The elderly women in Siauliai used to wear black-grey clothes and a bright, colorful kerchief in 2004. Well, I have never seen any young woman in kerchief over her neck amd head. I have also seen quite numerous old women carrying heavy shoppings in plastic bags.
Well, in old traditional family a woman does and carry shoppings unless she has a car and driving licence to drive for shopping. I have seen very few women driving a car in Lithuania. And as a price for gas/fuel is the same as in Western Europe (that means some double US price) and salaries are a few times lower driving a car seems to be expensive.
We were talking a bit with very friendly young Lithuanians in Siauliai. I've got to know that there is an university in town. That's why I could see quite many young people on streets.
I didn't know what to visit except the cathedral as my three travel books to Lithuania almost completely skipped Siauliai. First I asked two women sitting by the next table in Kapitonas Morganas restauranas. They were very nice visitors from Vilnius but didn't know anything except of the nearby Hill of Crosses they were going to visit. Later on, before leaving the town we met one woman and three guys - students of local university - in Presto cafe. They all could speak English and after some talks and good laugh two of them offered us one hour walking tour around town. Well, couldn't we meet them earlier? Unfortunately we had to leave to the Hill of Crosses that time.

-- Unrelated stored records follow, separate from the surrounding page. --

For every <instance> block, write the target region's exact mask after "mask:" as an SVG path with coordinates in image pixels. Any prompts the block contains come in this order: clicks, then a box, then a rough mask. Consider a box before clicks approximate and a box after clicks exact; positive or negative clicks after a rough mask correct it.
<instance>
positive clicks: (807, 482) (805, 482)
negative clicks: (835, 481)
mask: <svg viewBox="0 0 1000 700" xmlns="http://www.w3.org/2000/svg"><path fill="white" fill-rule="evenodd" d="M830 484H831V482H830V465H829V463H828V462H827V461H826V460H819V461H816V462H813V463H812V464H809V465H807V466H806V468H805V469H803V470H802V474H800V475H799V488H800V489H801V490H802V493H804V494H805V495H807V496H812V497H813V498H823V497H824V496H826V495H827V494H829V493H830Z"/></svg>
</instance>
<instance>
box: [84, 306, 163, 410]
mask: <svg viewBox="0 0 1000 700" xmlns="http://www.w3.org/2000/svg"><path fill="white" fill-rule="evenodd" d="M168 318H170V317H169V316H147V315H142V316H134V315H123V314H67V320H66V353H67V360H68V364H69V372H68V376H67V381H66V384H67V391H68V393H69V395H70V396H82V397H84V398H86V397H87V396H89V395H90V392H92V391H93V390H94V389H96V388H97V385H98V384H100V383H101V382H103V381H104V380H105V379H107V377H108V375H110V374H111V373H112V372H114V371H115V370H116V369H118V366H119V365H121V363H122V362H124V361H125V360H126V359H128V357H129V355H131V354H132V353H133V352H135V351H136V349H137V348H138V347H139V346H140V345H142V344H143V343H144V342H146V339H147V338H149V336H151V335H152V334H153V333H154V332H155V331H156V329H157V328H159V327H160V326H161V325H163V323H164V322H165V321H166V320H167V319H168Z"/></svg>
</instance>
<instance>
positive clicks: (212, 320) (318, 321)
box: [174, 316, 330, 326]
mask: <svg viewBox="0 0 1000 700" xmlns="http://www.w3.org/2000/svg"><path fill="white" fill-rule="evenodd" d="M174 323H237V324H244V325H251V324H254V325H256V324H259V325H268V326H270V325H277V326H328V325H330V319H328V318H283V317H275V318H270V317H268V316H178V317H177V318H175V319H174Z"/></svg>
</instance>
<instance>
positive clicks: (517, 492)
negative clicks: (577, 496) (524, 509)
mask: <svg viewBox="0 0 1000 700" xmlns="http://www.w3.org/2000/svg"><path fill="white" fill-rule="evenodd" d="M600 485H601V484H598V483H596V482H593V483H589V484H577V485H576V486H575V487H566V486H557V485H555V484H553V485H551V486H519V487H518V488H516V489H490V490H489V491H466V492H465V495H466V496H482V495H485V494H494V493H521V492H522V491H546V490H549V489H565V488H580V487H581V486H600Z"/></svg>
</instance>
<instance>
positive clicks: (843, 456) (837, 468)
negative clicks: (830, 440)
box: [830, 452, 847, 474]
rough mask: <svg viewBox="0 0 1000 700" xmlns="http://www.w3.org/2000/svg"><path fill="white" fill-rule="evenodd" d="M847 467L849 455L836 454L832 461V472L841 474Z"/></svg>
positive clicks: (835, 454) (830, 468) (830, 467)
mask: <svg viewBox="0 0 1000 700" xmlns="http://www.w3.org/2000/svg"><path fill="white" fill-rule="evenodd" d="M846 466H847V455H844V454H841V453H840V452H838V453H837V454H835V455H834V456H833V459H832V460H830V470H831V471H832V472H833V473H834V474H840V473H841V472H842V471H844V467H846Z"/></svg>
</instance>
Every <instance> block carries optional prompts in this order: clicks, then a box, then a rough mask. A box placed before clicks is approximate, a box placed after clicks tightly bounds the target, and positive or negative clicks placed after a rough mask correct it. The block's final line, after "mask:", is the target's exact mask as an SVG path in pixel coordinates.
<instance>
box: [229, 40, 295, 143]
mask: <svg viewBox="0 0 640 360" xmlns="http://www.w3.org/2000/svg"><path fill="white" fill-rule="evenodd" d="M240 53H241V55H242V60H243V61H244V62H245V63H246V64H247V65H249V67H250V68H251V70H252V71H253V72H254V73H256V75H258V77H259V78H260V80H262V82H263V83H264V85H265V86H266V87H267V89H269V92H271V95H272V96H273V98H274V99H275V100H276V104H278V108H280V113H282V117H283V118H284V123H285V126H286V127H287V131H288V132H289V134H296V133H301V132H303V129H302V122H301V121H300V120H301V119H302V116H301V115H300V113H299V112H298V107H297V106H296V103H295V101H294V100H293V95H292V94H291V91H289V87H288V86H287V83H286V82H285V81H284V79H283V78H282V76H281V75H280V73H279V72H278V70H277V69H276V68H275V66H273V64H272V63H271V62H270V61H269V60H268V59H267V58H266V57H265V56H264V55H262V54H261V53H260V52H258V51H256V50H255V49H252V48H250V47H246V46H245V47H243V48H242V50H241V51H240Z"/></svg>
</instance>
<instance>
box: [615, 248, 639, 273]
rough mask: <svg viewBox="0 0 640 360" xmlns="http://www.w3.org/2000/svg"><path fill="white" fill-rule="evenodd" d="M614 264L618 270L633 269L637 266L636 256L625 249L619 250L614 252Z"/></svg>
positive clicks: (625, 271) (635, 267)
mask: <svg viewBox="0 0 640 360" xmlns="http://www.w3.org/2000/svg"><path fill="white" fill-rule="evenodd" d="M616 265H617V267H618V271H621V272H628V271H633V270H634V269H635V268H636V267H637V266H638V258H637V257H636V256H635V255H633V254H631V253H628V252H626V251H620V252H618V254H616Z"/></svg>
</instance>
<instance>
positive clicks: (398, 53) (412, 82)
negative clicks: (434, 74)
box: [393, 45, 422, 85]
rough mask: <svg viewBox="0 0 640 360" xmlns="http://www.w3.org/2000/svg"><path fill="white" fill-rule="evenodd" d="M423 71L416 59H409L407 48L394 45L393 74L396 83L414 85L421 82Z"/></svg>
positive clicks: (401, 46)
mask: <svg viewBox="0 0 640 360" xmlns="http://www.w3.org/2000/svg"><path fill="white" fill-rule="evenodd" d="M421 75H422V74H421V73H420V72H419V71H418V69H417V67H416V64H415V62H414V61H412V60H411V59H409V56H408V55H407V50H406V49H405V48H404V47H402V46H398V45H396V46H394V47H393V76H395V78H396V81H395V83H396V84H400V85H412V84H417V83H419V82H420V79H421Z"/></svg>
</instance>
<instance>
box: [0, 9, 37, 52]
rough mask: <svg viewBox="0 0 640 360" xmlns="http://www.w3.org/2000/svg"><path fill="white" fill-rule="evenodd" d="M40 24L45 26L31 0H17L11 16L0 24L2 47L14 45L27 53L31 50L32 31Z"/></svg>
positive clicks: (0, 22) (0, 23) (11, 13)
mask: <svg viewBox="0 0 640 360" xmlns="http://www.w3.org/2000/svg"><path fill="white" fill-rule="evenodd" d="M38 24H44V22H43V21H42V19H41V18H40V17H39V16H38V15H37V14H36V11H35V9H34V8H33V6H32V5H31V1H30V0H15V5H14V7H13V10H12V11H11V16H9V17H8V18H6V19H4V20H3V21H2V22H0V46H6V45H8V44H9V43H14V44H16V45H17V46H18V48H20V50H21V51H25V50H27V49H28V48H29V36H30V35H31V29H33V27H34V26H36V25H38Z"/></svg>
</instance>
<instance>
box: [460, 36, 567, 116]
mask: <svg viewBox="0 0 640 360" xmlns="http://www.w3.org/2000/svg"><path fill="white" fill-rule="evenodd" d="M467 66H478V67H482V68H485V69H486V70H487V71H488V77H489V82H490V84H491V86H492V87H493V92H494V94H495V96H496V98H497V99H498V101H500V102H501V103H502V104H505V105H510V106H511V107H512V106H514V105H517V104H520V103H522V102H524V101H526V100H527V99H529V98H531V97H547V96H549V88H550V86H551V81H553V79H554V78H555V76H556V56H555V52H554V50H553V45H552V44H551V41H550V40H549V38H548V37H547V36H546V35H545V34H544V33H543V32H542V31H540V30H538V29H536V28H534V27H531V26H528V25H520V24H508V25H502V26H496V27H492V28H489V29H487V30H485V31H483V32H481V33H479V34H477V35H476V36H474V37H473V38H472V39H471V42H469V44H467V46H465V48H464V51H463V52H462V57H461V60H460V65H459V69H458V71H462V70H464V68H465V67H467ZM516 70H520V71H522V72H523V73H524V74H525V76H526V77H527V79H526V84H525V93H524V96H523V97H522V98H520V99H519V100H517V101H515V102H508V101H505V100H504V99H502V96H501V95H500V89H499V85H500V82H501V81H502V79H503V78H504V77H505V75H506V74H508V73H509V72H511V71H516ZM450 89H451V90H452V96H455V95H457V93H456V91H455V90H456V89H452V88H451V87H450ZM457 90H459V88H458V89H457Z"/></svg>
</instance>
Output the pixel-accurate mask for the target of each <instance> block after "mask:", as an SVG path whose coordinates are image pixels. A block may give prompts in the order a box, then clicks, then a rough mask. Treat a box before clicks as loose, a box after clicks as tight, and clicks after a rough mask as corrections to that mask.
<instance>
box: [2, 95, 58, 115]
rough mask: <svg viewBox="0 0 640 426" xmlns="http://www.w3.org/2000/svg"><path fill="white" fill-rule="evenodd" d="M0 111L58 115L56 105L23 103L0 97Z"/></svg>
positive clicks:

Anyway, we exchanged our e-mails and I surely talked them about VT, haha.
if you ever come to Lithuania, try to learn some useful phrases.
good morning= labas rytas
good evening=labas vakaras
good night=labos nakties
how are you= kaip tu?
i am fine= as gerai
i want.....=as noriu
i want to drink= as noriu gerti
i want to eat= as noriu valgyti
where is the bus station= kur yra autobusu stotis?
where is the police office = kur yra policijos ofisas?
where could i exchange the currency=kur as galeciau pasikeisti valiuta?
whats the time= koks laikas?
i need to find a hote =man reikia viesbucio !
how much cost the night = kiek kainuoja naktis?
nice words for men who wants to "hunt" a lithuanian here :
you are very beautiful= tu labai grazi
i like you a lot= tu man patinki.
would you like to be my g'f = ar noretum buti mano mergina?
I am a very good man= as labai geras vyras.
I want to make you my queen= noriu padaryti tave savo karaliene :)
good bye= viso gero
good luck= sekmes
The place and impression it gives, the spirit it's carrying , it's really worth visiting.
I would suggest browsing the links given below for getting introduced to amazing history and photos of this place.
HILL of Crosses:
This traffic sign seems to be unique to Lithuania. This is the only country where I have ever seen this sign. Apparently this round black dot means that you should pay special attention.